Dr. Anthony Fauci, the director of the National Institute of Allergy and Infectious Diseases (NIAID), wants vaccines for the Wuhan coronavirus to be ready for trial in three months. This is a monumental ask. But a handful biotech companies — with support from the Coalition for Epidemic Preparedness Innovations (CEPI), a public-private partnership which looks to accelerate vaccine development — are stepping up.
One of those companies, Cambridge-based Moderna Therapeutics, is harnessing the power of mRNA-based vaccines.
RNA vaccines use mRNA — essentially, cellular instructions translated from DNA — to tell the body’s own cells to make antigens. Since RNA vaccines don’t use the actual virus (or parts of it) to make the antigens, there is no need to grow and store huge quantities of them — an extremely expensive and time-consuming process that must be done specially for every disease’s vaccine.

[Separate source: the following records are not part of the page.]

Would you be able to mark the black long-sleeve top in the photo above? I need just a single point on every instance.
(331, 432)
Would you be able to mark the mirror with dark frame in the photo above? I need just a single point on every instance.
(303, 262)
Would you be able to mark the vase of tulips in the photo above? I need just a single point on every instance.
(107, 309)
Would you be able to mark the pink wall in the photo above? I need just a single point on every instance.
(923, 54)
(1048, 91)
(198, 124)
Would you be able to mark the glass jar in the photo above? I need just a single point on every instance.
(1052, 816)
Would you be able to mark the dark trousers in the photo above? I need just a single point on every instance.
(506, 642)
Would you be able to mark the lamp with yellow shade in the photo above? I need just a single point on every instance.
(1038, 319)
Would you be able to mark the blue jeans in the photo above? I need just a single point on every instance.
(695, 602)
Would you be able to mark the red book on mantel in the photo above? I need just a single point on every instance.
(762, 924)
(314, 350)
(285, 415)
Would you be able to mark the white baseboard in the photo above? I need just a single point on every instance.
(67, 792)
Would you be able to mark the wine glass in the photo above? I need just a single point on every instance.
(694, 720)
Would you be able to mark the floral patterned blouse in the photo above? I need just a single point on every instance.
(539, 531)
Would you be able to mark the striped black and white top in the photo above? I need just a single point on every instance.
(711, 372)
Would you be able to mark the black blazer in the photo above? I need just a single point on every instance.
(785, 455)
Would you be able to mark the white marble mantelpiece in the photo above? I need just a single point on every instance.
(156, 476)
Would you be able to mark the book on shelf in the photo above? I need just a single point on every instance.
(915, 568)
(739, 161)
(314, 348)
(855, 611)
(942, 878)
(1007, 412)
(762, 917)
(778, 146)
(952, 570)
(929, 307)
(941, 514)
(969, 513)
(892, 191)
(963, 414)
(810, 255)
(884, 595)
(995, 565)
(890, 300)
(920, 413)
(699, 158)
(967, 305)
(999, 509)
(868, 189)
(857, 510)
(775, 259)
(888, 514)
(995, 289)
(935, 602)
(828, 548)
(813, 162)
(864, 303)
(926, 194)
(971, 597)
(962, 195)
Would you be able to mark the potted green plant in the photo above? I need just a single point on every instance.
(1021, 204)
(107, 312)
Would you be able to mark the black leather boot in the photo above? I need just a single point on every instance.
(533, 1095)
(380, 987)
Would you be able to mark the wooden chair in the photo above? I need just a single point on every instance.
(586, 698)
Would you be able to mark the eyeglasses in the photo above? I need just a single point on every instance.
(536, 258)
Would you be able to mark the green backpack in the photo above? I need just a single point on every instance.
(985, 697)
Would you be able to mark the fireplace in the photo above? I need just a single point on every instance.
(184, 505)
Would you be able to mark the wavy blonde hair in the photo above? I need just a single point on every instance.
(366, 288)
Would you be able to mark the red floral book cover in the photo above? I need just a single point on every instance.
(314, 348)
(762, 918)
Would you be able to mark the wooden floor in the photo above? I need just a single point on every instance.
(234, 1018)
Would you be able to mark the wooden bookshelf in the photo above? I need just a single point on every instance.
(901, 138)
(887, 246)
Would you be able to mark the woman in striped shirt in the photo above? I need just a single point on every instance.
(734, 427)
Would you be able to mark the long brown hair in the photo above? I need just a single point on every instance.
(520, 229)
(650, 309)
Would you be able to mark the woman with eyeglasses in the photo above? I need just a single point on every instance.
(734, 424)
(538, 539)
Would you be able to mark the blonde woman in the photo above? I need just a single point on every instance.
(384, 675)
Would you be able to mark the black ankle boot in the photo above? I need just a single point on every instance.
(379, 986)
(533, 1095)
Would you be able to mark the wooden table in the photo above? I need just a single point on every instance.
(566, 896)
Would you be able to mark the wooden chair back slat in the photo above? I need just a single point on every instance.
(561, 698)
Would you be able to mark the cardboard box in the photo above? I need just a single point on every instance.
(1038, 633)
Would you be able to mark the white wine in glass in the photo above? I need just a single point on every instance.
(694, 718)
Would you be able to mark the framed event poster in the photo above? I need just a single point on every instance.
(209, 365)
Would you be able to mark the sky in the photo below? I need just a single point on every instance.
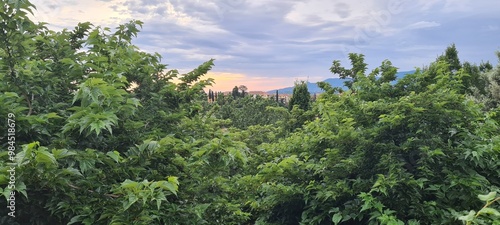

More importantly, mRNA is written in a simple genetic code. Researchers only need the genetic code of a pathogen to create potential mRNA antigens. It’s basically a plug-and-play model, which means RNA vaccines can be created in bulk: cheaper, faster, and with standardized methods. It also means you can rapidly shift production to a new pathogen or new antigen candidate by inserting a new code.

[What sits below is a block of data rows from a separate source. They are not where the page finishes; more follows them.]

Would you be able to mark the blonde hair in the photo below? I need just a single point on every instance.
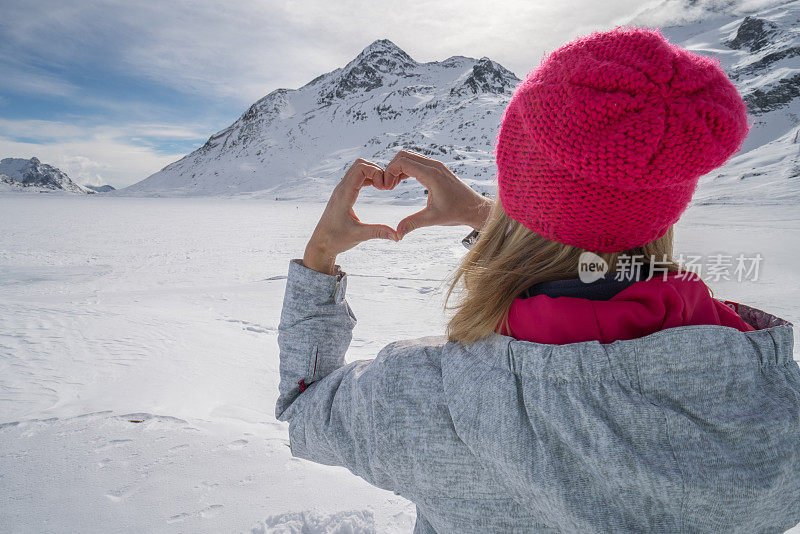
(507, 259)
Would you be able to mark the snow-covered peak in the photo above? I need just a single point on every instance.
(297, 143)
(33, 173)
(753, 34)
(384, 54)
(487, 76)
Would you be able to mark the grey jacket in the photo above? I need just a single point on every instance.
(690, 429)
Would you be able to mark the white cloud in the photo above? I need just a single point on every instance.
(239, 51)
(93, 154)
(242, 50)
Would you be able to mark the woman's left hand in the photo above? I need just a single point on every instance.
(339, 229)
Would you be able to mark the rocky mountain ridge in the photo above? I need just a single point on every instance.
(32, 174)
(297, 143)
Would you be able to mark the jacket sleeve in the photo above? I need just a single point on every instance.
(329, 405)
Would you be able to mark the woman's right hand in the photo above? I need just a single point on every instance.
(451, 202)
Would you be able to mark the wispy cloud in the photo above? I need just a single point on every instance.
(96, 154)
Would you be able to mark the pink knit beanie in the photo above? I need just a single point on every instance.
(602, 145)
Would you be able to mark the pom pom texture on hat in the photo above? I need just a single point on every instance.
(602, 145)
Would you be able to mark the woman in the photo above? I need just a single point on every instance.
(553, 405)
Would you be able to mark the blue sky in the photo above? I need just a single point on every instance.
(112, 91)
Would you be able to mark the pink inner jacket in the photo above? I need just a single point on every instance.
(639, 310)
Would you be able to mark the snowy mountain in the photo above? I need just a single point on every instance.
(294, 143)
(297, 143)
(101, 188)
(761, 53)
(32, 174)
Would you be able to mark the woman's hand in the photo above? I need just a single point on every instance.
(339, 228)
(451, 202)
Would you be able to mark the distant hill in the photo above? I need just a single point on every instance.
(100, 188)
(32, 174)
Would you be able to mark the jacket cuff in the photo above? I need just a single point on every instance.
(322, 287)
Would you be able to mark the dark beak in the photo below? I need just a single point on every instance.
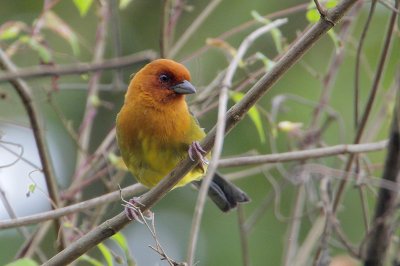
(184, 87)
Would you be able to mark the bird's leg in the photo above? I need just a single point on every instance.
(133, 212)
(196, 152)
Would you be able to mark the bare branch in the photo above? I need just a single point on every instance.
(24, 92)
(78, 207)
(234, 115)
(304, 154)
(79, 68)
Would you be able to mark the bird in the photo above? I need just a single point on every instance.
(155, 130)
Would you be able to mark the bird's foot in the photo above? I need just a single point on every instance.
(133, 212)
(196, 152)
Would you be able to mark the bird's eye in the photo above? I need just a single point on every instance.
(164, 78)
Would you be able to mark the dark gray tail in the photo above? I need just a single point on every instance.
(224, 194)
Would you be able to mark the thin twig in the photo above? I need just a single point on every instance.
(243, 236)
(358, 62)
(24, 92)
(294, 229)
(234, 115)
(192, 28)
(220, 132)
(79, 68)
(78, 207)
(368, 106)
(380, 238)
(304, 154)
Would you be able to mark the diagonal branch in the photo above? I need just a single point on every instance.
(233, 117)
(25, 94)
(382, 230)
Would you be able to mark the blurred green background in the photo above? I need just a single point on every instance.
(139, 26)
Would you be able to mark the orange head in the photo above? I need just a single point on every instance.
(160, 81)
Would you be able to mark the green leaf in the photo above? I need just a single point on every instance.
(61, 28)
(23, 262)
(11, 30)
(313, 15)
(335, 39)
(124, 3)
(106, 253)
(43, 52)
(90, 260)
(32, 188)
(83, 6)
(253, 114)
(331, 3)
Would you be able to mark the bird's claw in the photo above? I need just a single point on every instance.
(133, 212)
(196, 152)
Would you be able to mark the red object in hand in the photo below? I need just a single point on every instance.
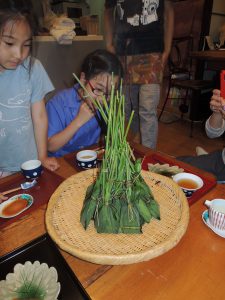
(222, 84)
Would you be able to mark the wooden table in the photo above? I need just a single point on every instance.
(209, 55)
(194, 269)
(214, 59)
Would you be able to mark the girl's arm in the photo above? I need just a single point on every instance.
(217, 107)
(40, 124)
(58, 140)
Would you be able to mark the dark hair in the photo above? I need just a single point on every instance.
(101, 61)
(18, 10)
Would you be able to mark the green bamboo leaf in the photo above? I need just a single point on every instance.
(143, 210)
(154, 209)
(87, 212)
(129, 219)
(106, 223)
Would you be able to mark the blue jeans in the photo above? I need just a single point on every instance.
(143, 99)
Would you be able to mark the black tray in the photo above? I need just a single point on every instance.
(43, 249)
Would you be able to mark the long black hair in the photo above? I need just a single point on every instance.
(18, 10)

Like, say, a novel coronavirus.
Moderna already has an animal-tested vaccine for Middle East respiratory syndrome (MERS), which is caused by a similar coronavirus. Theoretically, Moderna can substitute the code for their MERS vaccine with one from 2019-nCoV to create the new vaccine. “It was a really, really hard scientific challenge to make the first one, but once you get the first one working, the next one becomes really easy: You get the sequence, and this is just another one,” Stéphane Bancel, the CEO of Moderna, told Science Mag.
If the vaccine works, Moderna could prepare vast amounts of it: up to 100 million doses a year, if it dedicated all its resources to it, according to Bancel. This would be orders of magnitude greater and faster than traditional vaccine development, and such a feat would prove RNA vaccines’ ability to be rapidly developed, scaled, and deployed.
If it works. Trials are expected to begin in three months.